In 2018, the 90th anniversary of his death, a special memorial service was held at All Saints' Church, Fawley on 11 March. The service was conducted by Padre Glyn Williams,a retired RAF padre, with a tribute by Julian Lewis MP.

==Awards==
===Distinguished Service Cross===

 Flt.-Lieut. Samuel Marcus Kinkead, R.N.A.S.

In recognition with the skill that he displayed fighting in combat, notably on the following occasions:
On 24 October 1917, he brought down an enemy, and immediately afterwards encountered and drove off a group of seven hostile aeroplanes. On 4 December 1917, he brought down an two-seater machine completely out of control. By his skill and determination in attacking enemy machines he has always shown a fine example to other pilots.

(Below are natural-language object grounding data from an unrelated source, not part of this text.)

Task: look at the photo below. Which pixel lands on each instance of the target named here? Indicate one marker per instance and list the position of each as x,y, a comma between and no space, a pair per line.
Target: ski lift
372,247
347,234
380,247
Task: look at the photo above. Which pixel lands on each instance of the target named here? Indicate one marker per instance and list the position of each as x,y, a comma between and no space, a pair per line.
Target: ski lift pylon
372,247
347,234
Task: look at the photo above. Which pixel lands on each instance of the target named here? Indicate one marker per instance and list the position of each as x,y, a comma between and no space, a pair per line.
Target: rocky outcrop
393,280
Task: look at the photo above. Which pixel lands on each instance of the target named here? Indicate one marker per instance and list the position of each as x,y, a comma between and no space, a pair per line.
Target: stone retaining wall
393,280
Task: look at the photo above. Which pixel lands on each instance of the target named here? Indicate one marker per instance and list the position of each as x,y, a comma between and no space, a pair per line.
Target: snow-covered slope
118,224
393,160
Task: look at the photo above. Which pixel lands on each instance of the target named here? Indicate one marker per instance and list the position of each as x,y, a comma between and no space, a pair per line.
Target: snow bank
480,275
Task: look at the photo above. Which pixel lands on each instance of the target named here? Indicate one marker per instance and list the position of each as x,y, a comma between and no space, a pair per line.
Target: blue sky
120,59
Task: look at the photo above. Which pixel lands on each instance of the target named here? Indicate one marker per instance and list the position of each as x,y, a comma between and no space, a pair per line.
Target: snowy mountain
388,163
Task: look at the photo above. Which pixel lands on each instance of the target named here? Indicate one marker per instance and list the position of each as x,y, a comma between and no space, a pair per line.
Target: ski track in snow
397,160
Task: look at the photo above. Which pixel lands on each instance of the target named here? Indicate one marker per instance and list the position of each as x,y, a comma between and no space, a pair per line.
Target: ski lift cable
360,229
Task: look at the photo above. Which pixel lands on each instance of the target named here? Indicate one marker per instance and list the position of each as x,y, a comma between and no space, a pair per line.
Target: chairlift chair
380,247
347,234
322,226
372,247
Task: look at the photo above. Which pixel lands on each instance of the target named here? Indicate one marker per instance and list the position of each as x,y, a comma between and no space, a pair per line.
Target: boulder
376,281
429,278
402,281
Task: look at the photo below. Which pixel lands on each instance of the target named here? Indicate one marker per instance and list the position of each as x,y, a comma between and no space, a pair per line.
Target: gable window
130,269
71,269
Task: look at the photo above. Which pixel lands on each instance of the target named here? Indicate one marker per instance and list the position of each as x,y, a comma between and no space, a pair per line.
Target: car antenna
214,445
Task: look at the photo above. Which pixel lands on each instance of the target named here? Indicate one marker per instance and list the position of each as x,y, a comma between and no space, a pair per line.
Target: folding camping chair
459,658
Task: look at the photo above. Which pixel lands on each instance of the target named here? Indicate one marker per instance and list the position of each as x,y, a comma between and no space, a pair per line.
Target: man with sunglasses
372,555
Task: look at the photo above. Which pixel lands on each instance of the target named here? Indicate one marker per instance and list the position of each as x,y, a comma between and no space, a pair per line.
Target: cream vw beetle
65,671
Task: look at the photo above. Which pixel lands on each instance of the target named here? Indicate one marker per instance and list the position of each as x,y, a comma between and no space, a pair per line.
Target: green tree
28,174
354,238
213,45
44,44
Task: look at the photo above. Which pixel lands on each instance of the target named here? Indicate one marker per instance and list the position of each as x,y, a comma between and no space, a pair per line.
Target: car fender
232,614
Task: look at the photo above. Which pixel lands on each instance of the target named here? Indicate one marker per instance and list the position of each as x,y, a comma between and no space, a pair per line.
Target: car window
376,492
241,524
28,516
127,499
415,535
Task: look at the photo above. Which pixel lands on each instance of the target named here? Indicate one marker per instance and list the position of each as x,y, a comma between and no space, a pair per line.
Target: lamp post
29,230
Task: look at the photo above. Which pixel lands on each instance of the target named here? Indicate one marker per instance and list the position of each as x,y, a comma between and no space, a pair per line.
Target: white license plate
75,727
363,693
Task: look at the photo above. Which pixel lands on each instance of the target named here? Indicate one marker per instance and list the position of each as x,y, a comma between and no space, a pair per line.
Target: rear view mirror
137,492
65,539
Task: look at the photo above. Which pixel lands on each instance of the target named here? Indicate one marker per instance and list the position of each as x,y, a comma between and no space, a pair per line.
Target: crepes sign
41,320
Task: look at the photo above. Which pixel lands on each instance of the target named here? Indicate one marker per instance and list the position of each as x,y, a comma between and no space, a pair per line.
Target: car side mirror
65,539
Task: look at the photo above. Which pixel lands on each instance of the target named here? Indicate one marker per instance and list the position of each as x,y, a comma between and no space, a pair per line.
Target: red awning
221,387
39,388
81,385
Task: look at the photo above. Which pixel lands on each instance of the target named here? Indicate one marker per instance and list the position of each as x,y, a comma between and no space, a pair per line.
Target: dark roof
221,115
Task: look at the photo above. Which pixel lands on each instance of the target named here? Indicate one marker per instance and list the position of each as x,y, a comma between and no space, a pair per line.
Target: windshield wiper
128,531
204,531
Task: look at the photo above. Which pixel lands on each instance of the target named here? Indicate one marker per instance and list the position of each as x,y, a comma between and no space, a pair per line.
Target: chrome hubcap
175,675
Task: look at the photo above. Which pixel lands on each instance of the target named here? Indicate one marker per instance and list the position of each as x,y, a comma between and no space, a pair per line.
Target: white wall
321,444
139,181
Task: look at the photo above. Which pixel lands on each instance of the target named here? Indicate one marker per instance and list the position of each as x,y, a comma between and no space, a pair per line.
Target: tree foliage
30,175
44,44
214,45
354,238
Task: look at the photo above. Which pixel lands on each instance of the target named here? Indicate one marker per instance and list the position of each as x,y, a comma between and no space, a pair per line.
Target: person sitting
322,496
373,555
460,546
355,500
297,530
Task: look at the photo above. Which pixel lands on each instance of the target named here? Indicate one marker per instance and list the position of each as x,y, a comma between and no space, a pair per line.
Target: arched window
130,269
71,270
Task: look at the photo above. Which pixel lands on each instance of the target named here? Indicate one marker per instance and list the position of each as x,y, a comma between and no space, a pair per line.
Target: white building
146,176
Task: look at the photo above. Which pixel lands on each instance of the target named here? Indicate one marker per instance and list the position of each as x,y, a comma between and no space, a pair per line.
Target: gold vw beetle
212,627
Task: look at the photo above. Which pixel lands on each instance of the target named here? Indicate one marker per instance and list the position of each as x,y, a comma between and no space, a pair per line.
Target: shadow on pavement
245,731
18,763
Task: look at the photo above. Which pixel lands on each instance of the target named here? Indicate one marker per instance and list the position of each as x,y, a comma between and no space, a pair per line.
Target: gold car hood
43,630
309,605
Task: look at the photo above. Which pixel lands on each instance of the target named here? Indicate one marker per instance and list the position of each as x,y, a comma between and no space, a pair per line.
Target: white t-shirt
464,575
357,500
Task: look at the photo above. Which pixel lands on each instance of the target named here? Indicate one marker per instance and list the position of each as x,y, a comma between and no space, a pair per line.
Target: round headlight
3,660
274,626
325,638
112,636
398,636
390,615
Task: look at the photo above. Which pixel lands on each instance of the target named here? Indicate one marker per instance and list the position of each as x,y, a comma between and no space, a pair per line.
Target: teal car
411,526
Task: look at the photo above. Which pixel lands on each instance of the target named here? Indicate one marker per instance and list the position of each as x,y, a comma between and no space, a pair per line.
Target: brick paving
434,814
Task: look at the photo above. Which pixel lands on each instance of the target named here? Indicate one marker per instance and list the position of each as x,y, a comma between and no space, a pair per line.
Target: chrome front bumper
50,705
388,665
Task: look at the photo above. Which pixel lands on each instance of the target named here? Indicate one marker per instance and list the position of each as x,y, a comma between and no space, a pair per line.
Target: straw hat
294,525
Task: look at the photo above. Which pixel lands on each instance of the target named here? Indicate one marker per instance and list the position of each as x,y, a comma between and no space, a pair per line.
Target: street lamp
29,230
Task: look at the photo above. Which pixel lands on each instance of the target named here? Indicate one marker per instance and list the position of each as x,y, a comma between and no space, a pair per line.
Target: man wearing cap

===Distinguished Service Cross Bar===

Flt. Lieut. Samuel Marcus Kinkead, D.S.C., R.N.A.S.

On 22 March 1918, he attacked an Albatros scout which was attacking a French aircraft. He has brought down many other enemy machines. He was a capable pilot, and participated in offensive patrols and low flying missions.

===Distinguished Flying Cross (DFC)===

Lt. (T./Capt.) Samuel Marcus Kinkead, D.S.C.

As a temporary Captain during this period, Samuel Marcus Kinkead was known for his tactical leadership while fighting superior enemy formations. During one specific aerial fight, Kinkead led his patrol to stop a larger force of enemy aircraft that were fighting allied planes and the intervention resulted in the destruction of three enemy aircraft and the scattering of the remaining hostile formation.

===Distinguished Flying Cross (DFC) Bar===

Lt. (T./Capt.) Samuel Marcus Kinkead, D.S.C., D.F.C.

On a recent date this officer engaged a large party of troops in a wood. The engagement lasted for an hour, but so persistent was his attack that the enemy finally broke and dispersed. During this attack he was harassed by six hostile scouts. Later on he shot down an enemy two-seater in our lines.

===Distinguished Service Order (DSO)===

Flying Officer Samuel Marcus Kinkead, D.S.C., D.F.C. (late H.L. Inf. and R.N.A.S.), " A " Detachment.

On 12 October 1919, near Kotluban, this officer led a formation of Camel machines and attacked the Cavalry Division of Boris Dumenko.

By skilful tactics in low flying he dispersed this force, which had turned the left flank of the Caucasian Army, and threatened to jeopardise the whole defence of Tsaritsyn.

Flying Officer Kinkead has carried out similar attacks on enemy troops, batteries, camps and transport with great success at considerable personal risk.